The evidence is rooted in an integration of neuroscience (physiology of the brain) and psychology (study of behavior) coupled with brain imaging technology that demonstrates how the brain changes physically based on how we think. If someone tells us what to do, there is little stimulation of the intelligence centers of the brain, but there may be stimulation of the emotional brain. However, if we determine what to do on our own and focus on it, we create new linkages in the intelligence centers of the brain. In the process, the brain releases endorphins which make us feel good, reinforce our thoughts, and create powerful self-motivation. But the opposite effect happens if the thought is pushed on us. In this respect, the brain acts like an angry teenager. Tell it what to do and it automatically pushes back. Partly this is because the natural state of the brain desires equilibrium and resists change and partly it is due to our innate desire as humans to create novel connections and work things out on our own. The lesson for leaders is that rather than lecturing employees about performance issues and offering solutions, more effective leaders ask good questions and support employees as they work out solutions on their own. The result is that employees “own” the solutions and are much more likely to implement them than if they are handed a solution by a well meaning but over-directive manager. Expect excellent results Another way to encourage appropriate work behavior is for managers to expect excellent results, what some researchers are calling “the Pygmalion effect.” In George Bernard Shaw’s Pygmalion, Eliza Doolittle explains the concept: “You see, really and truly, apart from the things anyone can pick up (the dressing and the proper way of speaking and so on), the difference between a lady and a flower girl is not how she behaves, but how she is treated. I shall always be a flower girl to Professor Higgins because he always treats me like a flower girl and always will: but I know I can be a lady to you because you always treat me as a lady, and always will.” In research gathered by J. Sterling Livingston, founder of the Sterling Center for Applied Managerial Leadership, the data reveals: - What managers expect of subordinates and the way they treat them largely determines their performance and career progress.

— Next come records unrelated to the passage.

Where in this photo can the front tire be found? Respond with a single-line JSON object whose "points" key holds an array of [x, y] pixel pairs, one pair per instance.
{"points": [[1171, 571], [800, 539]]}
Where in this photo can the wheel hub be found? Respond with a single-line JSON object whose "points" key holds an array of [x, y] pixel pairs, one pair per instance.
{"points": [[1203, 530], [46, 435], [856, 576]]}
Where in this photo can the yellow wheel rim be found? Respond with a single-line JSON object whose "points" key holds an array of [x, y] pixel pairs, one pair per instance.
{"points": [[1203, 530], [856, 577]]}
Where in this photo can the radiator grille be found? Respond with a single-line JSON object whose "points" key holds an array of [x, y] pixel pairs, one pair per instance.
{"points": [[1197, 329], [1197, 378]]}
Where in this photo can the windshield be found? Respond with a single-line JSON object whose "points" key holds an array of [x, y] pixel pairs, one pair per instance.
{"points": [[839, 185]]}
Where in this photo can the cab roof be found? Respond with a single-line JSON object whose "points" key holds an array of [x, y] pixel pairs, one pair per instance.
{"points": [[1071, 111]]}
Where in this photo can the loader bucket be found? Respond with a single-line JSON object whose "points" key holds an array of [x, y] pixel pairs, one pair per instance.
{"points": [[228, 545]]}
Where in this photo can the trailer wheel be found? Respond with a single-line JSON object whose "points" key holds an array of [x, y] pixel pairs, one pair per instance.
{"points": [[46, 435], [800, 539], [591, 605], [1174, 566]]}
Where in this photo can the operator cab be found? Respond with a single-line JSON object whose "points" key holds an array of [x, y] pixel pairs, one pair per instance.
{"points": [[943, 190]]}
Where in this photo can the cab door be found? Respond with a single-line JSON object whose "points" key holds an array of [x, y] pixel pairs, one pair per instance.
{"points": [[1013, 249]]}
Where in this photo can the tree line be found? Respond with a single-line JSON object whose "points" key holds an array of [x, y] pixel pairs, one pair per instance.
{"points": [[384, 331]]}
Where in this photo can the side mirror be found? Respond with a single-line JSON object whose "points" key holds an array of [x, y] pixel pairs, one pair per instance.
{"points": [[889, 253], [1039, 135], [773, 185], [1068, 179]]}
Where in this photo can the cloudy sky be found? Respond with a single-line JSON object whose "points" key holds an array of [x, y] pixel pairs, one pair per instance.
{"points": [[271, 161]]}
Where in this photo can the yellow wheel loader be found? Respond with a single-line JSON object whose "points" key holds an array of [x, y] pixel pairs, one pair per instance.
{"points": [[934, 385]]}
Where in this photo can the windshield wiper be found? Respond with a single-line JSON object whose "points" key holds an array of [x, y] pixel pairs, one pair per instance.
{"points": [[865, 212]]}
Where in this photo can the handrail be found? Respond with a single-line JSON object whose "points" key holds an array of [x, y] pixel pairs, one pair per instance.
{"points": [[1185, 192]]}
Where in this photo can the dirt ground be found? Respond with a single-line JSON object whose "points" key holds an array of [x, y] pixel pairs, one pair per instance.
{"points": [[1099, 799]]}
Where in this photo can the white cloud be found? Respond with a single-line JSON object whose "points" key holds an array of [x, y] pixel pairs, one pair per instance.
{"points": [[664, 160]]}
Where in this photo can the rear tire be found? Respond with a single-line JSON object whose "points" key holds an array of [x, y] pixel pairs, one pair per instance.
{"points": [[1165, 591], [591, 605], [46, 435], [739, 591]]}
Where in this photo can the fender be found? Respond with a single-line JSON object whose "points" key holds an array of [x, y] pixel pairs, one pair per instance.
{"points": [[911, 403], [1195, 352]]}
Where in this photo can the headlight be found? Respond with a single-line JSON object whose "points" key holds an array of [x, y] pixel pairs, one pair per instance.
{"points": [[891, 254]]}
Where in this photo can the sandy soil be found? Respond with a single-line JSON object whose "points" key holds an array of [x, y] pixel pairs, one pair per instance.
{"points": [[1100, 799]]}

- A unique characteristic of superior managers is the ability to create high performance expectations that subordinates can fulfill.
- Less effective managers fail to deliver similar expectations, and as a consequence, the productivity of their subordinates suffers.
- Subordinates, more often than not, appear to do what they believe they are expected to do.
Maintaining high expectations and a positive outlook are impossible to fake. The expectations have to be genuine and they generally start by expecting the most from yourself. Superior managers have confidence in their own ability to select and train subordinates. In the end, by creating a system of management and an environment in which people are engaged in decisions about their own work, doing work that is valued and worthwhile, and working collaboratively rather than competitively, you can do away with incentive plans and performance appraisals, because the environment will ensure pride of workmanship in everybody.